The Annunciation is one of the most frequent images.  It seems to me to represent the most direct confrontation between the human and the divine.  There is a lot of standard symbolism in the images, including always a large distance separating the two characters.  There is also a physical barrier (a post or wall) between them and/or a view out a doorway showing the whole world between them.

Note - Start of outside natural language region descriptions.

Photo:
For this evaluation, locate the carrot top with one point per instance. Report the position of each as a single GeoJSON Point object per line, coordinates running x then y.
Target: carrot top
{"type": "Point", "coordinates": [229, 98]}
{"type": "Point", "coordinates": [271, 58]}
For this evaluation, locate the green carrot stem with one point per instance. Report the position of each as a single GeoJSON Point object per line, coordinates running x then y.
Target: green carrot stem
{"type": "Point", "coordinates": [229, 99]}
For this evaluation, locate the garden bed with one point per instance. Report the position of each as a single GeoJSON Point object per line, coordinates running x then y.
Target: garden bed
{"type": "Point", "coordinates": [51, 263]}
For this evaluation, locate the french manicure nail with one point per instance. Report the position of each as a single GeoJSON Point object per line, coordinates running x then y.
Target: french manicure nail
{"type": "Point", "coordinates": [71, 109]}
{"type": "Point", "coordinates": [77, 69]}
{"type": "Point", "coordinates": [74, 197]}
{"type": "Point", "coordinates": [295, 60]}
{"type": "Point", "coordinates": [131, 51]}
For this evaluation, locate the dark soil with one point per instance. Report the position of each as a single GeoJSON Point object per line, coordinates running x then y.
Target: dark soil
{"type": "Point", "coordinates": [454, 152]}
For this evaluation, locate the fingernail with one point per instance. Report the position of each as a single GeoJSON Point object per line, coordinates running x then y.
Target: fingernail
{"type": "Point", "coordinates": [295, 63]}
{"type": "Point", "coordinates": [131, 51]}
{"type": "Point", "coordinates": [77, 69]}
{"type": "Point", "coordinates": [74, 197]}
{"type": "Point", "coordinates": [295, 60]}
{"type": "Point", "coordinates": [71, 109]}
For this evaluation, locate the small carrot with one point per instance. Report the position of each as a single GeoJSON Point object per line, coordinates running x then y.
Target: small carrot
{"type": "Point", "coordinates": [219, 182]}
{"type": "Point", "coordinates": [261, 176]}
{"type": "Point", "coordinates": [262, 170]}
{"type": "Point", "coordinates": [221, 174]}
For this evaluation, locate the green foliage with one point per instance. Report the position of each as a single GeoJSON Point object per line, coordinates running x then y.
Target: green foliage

In the early altarpieces, the separation is often so great that the angel is in a small panel on the upper left corner and Mary is in a small panel on the upper right panel, with the whole of the altarpiece between. In the earlier works, the angel tends to be majestic and Mary terrified.  Later in the Renaissance the angel becomes more worshipful and Mary more composed.  By the end of the Renaissance, when painting was beginning to go to secular subjects, the angel is trying to get her attention and Mary looks bored.  I had to put that in now, because although it makes a nice story, as I see more variations the situation gets more complex.  There are variations in all kinds of directions, but I think it all shows the basic direction of the artists' views on spirituality.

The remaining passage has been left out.